Le témoin expert doit avoir des connaissances et une expérience spécialisées dont le tribunal ne dispose pas. Il pourra donc aider le tribunal à mieux comprendre les éléments de preuve dont il est saisi. En raison de leur formation, de leurs compétences et de leurs expériences professionnelles, les infirmières et les médecins sont des témoins experts idéaux pour ce qui est d’appliquer les diverses composantes de leur champ d’activités professionnelles aux faits sur lesquels le tribunal doit se prononcer.2
Un curriculum vitae détaillé sert ordinairement à établir les qualités, titres et expérience des professionnels de la santé. Ceux-ci ne doivent pas donner leur avis sur des questions qui sont au-delà de leur compétence. Par exemple, une infirmière peut posséder toutes les qualités requises pour agir comme témoin expert dans une cause portant sur les soins infirmiers d’urgence dispensés dans un hôpital de soins actifs et d’enseignement en milieu urbain, mais non pour se prononcer sur des soins infirmiers d’urgence en région éloignée.

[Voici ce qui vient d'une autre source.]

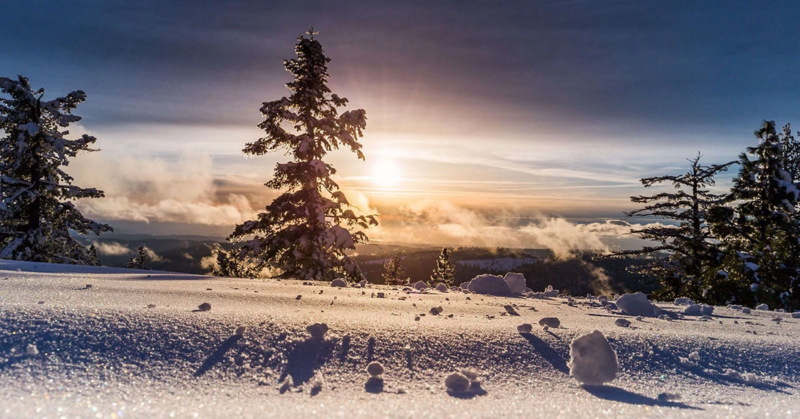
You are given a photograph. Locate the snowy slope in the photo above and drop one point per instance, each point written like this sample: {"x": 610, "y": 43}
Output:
{"x": 135, "y": 346}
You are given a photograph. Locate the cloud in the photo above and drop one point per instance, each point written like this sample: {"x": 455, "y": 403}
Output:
{"x": 180, "y": 190}
{"x": 112, "y": 248}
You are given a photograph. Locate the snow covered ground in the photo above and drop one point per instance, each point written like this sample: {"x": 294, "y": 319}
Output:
{"x": 134, "y": 344}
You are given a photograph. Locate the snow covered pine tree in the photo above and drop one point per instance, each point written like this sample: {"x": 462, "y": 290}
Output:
{"x": 445, "y": 271}
{"x": 394, "y": 275}
{"x": 36, "y": 212}
{"x": 690, "y": 245}
{"x": 760, "y": 232}
{"x": 305, "y": 232}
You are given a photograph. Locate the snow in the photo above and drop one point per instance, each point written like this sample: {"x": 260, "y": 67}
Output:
{"x": 103, "y": 351}
{"x": 516, "y": 282}
{"x": 592, "y": 361}
{"x": 488, "y": 284}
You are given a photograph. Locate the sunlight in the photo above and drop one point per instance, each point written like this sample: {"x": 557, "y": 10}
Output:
{"x": 385, "y": 174}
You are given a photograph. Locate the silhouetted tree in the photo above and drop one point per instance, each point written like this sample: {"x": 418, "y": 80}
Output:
{"x": 445, "y": 271}
{"x": 305, "y": 232}
{"x": 36, "y": 209}
{"x": 689, "y": 244}
{"x": 394, "y": 273}
{"x": 759, "y": 229}
{"x": 141, "y": 260}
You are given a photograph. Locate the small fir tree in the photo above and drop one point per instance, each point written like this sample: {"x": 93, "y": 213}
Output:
{"x": 394, "y": 273}
{"x": 306, "y": 232}
{"x": 445, "y": 271}
{"x": 141, "y": 260}
{"x": 37, "y": 212}
{"x": 760, "y": 230}
{"x": 690, "y": 245}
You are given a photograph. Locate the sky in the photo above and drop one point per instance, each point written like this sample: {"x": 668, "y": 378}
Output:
{"x": 489, "y": 123}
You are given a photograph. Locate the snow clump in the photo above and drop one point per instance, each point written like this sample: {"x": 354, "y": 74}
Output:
{"x": 592, "y": 361}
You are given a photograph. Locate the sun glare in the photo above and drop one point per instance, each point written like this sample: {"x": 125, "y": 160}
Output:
{"x": 385, "y": 174}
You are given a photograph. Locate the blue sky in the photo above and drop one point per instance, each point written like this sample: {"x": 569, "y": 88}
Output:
{"x": 529, "y": 109}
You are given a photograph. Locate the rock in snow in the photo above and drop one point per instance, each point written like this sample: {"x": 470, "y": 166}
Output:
{"x": 550, "y": 322}
{"x": 317, "y": 330}
{"x": 592, "y": 361}
{"x": 638, "y": 305}
{"x": 489, "y": 284}
{"x": 457, "y": 383}
{"x": 516, "y": 282}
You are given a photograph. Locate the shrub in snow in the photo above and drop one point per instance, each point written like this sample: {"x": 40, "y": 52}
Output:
{"x": 592, "y": 361}
{"x": 488, "y": 284}
{"x": 375, "y": 369}
{"x": 305, "y": 232}
{"x": 457, "y": 383}
{"x": 550, "y": 322}
{"x": 317, "y": 330}
{"x": 37, "y": 198}
{"x": 638, "y": 305}
{"x": 516, "y": 282}
{"x": 445, "y": 270}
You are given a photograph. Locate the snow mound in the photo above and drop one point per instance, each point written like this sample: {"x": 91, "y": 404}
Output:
{"x": 516, "y": 282}
{"x": 592, "y": 361}
{"x": 638, "y": 305}
{"x": 489, "y": 284}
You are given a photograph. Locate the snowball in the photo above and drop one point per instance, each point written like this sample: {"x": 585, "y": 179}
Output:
{"x": 317, "y": 330}
{"x": 32, "y": 350}
{"x": 457, "y": 383}
{"x": 489, "y": 284}
{"x": 638, "y": 305}
{"x": 524, "y": 328}
{"x": 592, "y": 361}
{"x": 550, "y": 322}
{"x": 516, "y": 282}
{"x": 693, "y": 310}
{"x": 622, "y": 323}
{"x": 375, "y": 369}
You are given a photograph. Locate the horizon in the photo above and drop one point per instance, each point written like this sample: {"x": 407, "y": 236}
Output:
{"x": 518, "y": 126}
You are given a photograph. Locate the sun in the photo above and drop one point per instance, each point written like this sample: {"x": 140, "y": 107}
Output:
{"x": 385, "y": 174}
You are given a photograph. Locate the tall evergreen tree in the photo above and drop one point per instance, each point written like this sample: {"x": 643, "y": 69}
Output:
{"x": 394, "y": 273}
{"x": 689, "y": 243}
{"x": 306, "y": 231}
{"x": 760, "y": 229}
{"x": 445, "y": 270}
{"x": 36, "y": 211}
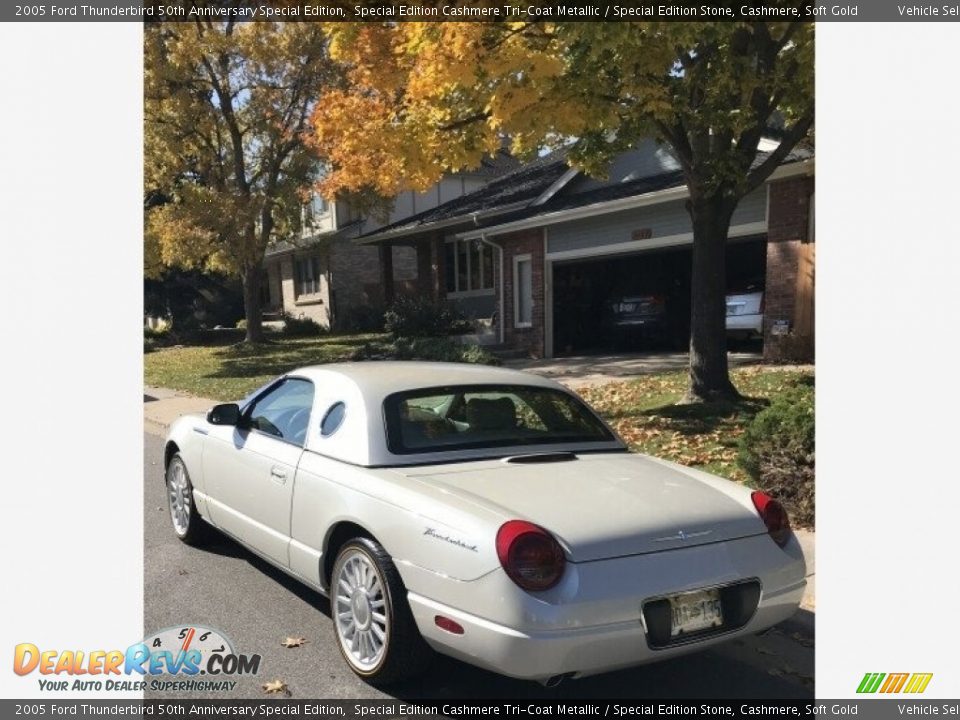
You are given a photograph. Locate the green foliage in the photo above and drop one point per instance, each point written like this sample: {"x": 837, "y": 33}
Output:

Étant donné qu’une infirmière convoquée à titre de témoin expert est absente lorsqu’un incident se produit, elle doit avoir accès à certains éléments pour fonder son opinion. L’avocat ou le cabinet juridique qui retient ses services lui fournit alors tous les documents nécessaires – demande introductive d’instance, défense, transcription de l’interrogatoire préalable, copie de certaines parties du dossier du patient – et lui demande de se faire une opinion sur la question en litige. Pour ce faire, l’infirmière doit se fonder sur le corpus de pratiques exemplaires au moment de l’incident, les normes d’exercice, les politiques en vigueur et tout autre élément pertinent. L’avocat détermine la façon dont l’infirmière doit lui présenter son opinion (oralement, par écrit ou les deux).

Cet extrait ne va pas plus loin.